One last note that’s unrelated to Bun Toons:  Family Circus creator Bil Keane passed away this week, and I wanted to say something about it.

It’s been a common right of passage for any young aspiring humorist to look at Keane’s work as a sort of anti-standard of comedy.  When I was in my early twenties, I resented the strip’s success and felt it was almost intentionally trying to irritate me, specifically because of its cloying middle-brow sentiment and lack of any real cleverness.  To my youthful brain, it certainly wasn’t funny.    For the last few months, my fifteen year old son, Taylor had become obsessed with clipping the Family Circus out of the paper and putting the panels on our kitchen fridge every single day – an ironic ritual of showing off what he thought was the ultimately least funny thing on our spinning blue ball in space.   I recognized the impulse, I’d done similar things when I was his age.

But you know what…?  The Family Circus was never meant for cynical, ironic and smart-alec young men to enjoy.   It was for people with families, for young kids and their parents, for sentimental older folks with grown children, and for whomever liked it.  It promised and delivered a gentle portrait of home life for over fifty years, and was read by MILLIONS of people, all of whom count.  That is an astounding achievement of endurance, perseverance and popularity in the mind-numblingly competitive field of cartooning.

You were a legitimate and touching artist, Bil Keane, and a heroic cartoonist.  Well done.

Ty the Guy.

6 responses to “Mystery Detective Bun Toons! YAY!

  1. I’d chalk it up to you reading my recently posted in Facebook Samurai Slate comic.
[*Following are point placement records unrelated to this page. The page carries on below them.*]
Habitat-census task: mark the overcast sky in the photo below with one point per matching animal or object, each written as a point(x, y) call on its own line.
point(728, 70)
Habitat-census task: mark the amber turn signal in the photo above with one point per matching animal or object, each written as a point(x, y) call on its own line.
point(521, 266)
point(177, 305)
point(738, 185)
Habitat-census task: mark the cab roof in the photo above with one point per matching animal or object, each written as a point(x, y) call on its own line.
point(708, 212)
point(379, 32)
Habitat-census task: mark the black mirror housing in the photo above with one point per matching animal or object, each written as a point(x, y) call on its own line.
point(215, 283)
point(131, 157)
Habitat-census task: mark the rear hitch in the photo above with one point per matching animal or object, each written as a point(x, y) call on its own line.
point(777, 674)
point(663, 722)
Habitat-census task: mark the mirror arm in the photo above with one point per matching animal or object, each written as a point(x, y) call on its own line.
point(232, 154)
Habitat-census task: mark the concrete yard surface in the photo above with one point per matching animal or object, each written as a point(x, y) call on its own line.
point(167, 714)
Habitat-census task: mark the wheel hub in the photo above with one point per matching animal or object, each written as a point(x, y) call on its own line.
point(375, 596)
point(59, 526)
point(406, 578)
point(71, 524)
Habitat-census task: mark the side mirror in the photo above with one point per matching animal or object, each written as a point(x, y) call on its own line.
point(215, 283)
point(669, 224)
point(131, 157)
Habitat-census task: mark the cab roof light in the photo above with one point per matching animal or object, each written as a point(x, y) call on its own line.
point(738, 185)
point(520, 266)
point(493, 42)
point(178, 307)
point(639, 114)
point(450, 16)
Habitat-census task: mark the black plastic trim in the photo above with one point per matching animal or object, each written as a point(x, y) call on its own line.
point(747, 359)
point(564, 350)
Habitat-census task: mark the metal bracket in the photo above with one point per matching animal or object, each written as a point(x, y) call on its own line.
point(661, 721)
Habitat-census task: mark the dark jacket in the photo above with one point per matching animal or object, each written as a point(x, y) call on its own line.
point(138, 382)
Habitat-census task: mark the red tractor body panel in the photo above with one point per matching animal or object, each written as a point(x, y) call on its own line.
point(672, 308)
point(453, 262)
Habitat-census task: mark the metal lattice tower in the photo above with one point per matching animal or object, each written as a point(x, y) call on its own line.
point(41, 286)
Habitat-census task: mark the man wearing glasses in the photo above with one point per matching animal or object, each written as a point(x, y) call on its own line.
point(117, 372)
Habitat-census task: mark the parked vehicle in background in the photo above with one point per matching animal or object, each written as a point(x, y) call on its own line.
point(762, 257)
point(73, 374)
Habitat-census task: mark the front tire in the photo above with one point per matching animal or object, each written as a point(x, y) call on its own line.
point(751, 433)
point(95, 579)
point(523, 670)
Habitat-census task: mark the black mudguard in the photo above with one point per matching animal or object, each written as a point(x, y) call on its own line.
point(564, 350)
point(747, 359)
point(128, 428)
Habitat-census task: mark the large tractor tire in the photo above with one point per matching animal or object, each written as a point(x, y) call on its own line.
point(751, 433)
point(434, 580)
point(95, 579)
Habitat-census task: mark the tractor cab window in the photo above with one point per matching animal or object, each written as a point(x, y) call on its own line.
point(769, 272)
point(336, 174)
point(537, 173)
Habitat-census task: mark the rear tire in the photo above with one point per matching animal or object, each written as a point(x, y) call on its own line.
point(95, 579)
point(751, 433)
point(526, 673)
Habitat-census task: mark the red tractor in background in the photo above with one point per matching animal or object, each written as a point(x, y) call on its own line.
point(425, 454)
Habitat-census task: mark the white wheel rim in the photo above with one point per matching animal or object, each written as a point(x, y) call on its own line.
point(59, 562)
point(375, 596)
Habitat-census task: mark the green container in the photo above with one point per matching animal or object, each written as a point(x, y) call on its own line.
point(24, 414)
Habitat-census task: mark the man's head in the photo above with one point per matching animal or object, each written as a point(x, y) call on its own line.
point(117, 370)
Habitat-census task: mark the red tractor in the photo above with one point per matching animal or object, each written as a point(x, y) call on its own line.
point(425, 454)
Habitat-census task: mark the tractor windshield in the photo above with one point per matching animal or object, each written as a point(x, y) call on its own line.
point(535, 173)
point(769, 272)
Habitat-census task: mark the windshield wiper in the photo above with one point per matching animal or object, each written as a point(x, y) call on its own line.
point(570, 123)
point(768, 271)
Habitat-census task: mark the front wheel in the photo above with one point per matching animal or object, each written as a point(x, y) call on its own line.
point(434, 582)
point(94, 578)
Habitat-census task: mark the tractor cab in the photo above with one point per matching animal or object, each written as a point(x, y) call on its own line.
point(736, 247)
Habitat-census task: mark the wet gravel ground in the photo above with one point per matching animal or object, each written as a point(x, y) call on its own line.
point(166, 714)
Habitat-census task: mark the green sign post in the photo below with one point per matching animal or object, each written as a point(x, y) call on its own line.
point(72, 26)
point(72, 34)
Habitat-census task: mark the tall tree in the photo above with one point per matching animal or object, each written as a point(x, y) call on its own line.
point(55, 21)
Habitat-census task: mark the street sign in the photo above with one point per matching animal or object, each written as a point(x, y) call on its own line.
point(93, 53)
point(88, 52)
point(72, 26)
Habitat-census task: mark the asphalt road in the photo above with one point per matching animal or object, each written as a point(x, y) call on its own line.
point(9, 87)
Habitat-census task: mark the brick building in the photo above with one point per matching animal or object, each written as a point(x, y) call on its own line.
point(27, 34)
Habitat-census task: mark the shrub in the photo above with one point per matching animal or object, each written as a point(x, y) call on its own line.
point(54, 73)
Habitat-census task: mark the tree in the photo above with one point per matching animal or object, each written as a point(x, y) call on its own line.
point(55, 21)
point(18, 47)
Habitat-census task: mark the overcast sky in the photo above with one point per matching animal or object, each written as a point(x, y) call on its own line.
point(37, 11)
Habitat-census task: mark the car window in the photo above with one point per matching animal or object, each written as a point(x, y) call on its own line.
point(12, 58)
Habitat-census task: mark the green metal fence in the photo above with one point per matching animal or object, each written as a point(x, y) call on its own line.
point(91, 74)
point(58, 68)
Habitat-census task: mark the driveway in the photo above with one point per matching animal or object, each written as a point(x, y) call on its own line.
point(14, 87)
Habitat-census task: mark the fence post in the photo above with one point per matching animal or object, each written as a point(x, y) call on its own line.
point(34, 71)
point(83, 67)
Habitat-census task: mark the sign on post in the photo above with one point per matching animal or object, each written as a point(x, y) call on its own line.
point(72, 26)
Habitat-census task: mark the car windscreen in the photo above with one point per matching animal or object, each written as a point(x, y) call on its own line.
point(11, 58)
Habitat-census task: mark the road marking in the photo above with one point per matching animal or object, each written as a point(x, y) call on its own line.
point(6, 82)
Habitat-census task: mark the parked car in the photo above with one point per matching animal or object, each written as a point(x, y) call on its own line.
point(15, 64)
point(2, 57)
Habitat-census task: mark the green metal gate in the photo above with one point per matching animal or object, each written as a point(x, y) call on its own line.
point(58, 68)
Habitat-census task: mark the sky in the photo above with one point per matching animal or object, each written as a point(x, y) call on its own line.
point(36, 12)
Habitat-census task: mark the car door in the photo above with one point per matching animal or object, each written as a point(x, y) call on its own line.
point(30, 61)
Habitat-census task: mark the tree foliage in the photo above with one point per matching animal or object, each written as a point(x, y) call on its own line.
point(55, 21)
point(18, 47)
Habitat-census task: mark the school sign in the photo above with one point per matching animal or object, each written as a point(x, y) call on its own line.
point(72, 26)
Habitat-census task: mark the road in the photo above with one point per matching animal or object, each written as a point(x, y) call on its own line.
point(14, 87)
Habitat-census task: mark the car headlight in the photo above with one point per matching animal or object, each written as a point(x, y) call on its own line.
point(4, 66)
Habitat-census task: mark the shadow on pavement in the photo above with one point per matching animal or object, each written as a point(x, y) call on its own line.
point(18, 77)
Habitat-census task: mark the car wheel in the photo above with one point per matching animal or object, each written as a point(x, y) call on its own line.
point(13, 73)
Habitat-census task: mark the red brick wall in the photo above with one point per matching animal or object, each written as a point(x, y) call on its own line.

AND tapping into my mind to see the next adventure I’m drawing is set in a hospital. Get out of my brain you thief!!!!

  2. Ty, am I right that this is an homage to ” Nick Danger, Third Eye” from Firesign Theater? Btw, I like Johnny Descartes.

  3. It would be an homage if I had any idea who Nick Danger, Third Eye was. I’m one of those guys who completely missed the Firesign Theater, though I’m always told I will enjoy them, I’ve never heard an episode. Truthfully, “Nick Danger” is a minor twist on “Jake Danger”, a name I had chosen for my first male child, when I was about sixteen years old. It was something my fiance (now wife) had to agree to when she and I first started dating. I’m a little disappointed to hear “Nick Danger” was taken.

  4. Yeah, “Peter Peril” doesn’t cut it.

  5. Might work for an interesting skit on Saturday Night Live, esp. when we approach the release of the next Mission: Impossible move.


    Steven Willis

  6. Given the absurdist humor of ‘Nick Danger’, your post is remarkably dead on.